Он прислушался. Ни звука. В надежде на то, что мама ушла с кухни, он с трудом встал и, шатаясь, побрел на кухню.
Мама стояла все там же, все в той же позе.
Антон пошел к столу, налил себе воды из кувшина и залпом осушил стакан.
Мама не шелохнулась. Ее тихая неподвижность вдруг напугала Антона, как иногда пугает в магазине человек, который вдруг оказывается манекеном.
— Мам, — позвал он.
Внезапно плечи ее затряслись, она вскинула правую руку и проскребла ногтями по дверце шкафа.
Антон отступил в дверной проем.
Она оборачивалась.
Антон бросился в темноту коридора и, опираясь о стену, проковылял в свою комнату.
— Даже не пришел! — крикнула мама ему вслед. — У тебя друг умер, а ты даже не пришел! — Послышались сдавленные рыдания. — Видел бы ты его. Такой маленький. Ребенок совсем, а ты его бросил!
Антон натянул одеяло на голову.
Немного погодя, мама вошла к нему и встала у кровати черным столбом.
— Ты хоть на похороны придешь? — спросила она уже спокойнее.
— Да, — ответил он из-под одеяла. — А во сколько?
— В одиннадцать.
— Хорошо.
Едва она ушла, в темноте опять заскреблось. Будто мыши рвали обои. Антон выглянул из своего укрытия и понял, что в комнате уже не совсем темно — из щели в закрытом ноутбуке струился грязноватый свет. Антон поднялся, чтобы выключить эту штуковину, открыл крышку и закричал бы, если бы горло не свело внезапным спазмом.
Уродец все еще был там и все еще драл ногтями обои и тряс своей огромной головой. Только обои были другими — не в цветочек, как раньше, а в темных ромбах. Совсем как в комнате Антона.

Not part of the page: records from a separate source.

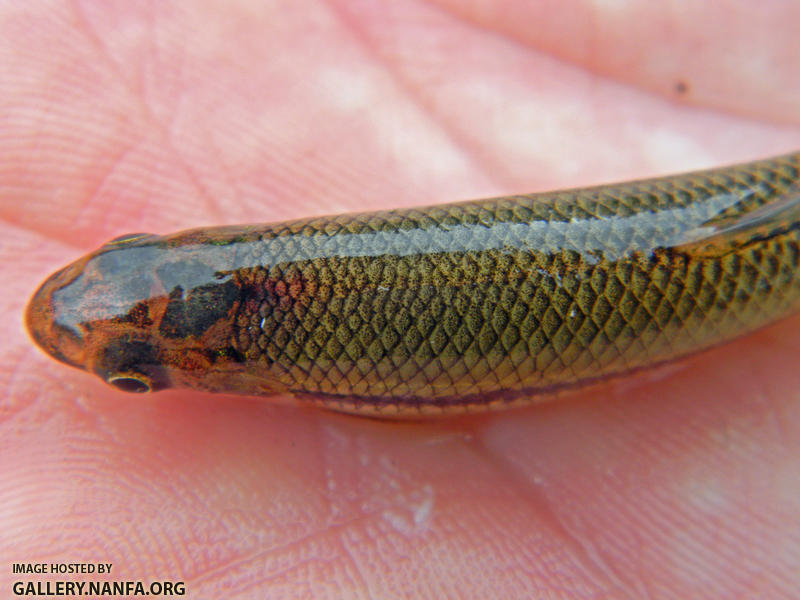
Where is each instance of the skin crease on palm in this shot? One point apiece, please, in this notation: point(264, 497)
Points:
point(119, 117)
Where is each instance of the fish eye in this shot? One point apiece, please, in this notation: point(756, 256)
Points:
point(135, 383)
point(128, 237)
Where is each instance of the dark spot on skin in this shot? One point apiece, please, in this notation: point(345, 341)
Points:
point(200, 309)
point(124, 359)
point(131, 384)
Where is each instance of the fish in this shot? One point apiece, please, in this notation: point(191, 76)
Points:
point(436, 310)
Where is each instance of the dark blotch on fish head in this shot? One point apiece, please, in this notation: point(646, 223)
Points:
point(139, 313)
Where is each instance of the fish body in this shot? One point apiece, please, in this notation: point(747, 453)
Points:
point(427, 310)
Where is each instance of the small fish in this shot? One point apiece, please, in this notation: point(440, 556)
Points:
point(456, 307)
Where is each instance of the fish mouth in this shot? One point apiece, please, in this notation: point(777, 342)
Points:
point(56, 340)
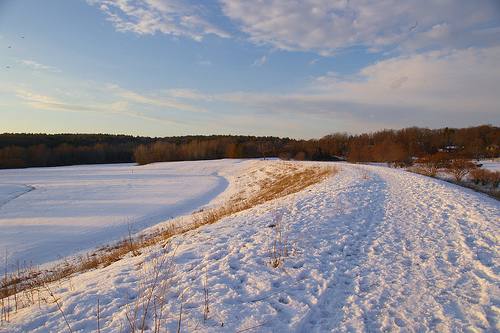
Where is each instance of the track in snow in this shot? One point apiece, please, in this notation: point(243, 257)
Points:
point(372, 249)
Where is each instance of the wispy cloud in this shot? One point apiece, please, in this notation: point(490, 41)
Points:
point(171, 17)
point(38, 66)
point(326, 26)
point(456, 85)
point(260, 61)
point(40, 101)
point(164, 102)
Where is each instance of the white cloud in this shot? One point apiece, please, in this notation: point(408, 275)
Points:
point(260, 61)
point(458, 86)
point(37, 66)
point(171, 17)
point(326, 26)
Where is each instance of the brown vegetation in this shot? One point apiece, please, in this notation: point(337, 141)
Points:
point(397, 147)
point(30, 281)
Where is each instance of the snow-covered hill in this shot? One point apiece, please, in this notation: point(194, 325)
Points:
point(370, 249)
point(46, 213)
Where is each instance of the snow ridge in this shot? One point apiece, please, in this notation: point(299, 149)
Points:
point(371, 249)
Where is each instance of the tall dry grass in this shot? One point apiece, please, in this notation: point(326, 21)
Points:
point(26, 286)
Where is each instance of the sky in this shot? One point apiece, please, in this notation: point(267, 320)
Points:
point(294, 68)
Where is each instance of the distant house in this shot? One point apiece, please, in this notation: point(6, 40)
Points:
point(450, 149)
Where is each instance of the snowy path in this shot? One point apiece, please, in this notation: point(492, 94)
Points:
point(371, 249)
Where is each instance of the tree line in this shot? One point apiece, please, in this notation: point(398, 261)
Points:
point(395, 146)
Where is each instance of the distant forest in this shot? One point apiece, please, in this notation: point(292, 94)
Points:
point(397, 146)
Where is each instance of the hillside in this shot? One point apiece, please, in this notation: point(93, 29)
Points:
point(369, 249)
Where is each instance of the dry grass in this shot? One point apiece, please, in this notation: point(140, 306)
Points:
point(22, 288)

Антон смахнул ноутбук со стола, и тот грохнулся на пол, но экран не погас. И проклятый уродец внутри все скреб и скреб. Только когда запись сменилась темнотой, Антон решился подойти к ноутбуку и вынуть из него аккумулятор.
«Три», — подумал он.
«Нет-нет. Не три. Я ведь не смотрел. Этот раз не считается».
В тишине все еще слышалось поскребывание. Включив свет, Антон осмотрелся. Он был один, вот только на стенах появились царапины. Вертикальные, горизонтальные, косые, они не выглядели свежими, а словно были здесь уже давно, просто никто не обращал на них внимания.
«Наверное, так оно и есть, — подумал Антон, почесывая руку. — Я просто не замечал их раньше».
В глубине души он знал, что лжет себе, но это было объяснение, и оно его полностью устраивало. Немного успокоившись, Антон поднял ноутбук, поставил его на стол и аккуратно положил рядом аккумулятор.
— Я не смотрел! — сказал он громко, после чего, не выключая свет, наконец уснул.
Во сне он знал, что Рома мертвый, но почему-то радовался его приходу.
— Привет! — сказал он, но Рома не ответил, а молча глядел на него из кресла.
Наверное, сердится, решил Антон и протянул ему руку. Казалось неприличным не поздравить друга с тем, что тот живой, несмотря на то что умер. Мало у кого так получалось. Рома откатился на кресле глубже в тень, так что остались видны только его синие с черными ногтями пальцы, сжимающие подлокотники.
Антон шагнул к нему, и гость еще немного отодвинулся. Нужно включить свет, подумал Антон, иначе Рома так и будет прятаться в темноте. Свет зажегся, слабо осветив комнату. Это загорелся экран ноутбука, и тот, скребущий, был там.
«Нет! — хотел сказать Антон. — Его нельзя смотреть».
Он бросился к ноутбуку, чтобы остановить ролик, но тут увидел наконец лицо Ромы.
В этот момент та часть его сознания, что отвечала за рациональное мышление, начала просыпаться.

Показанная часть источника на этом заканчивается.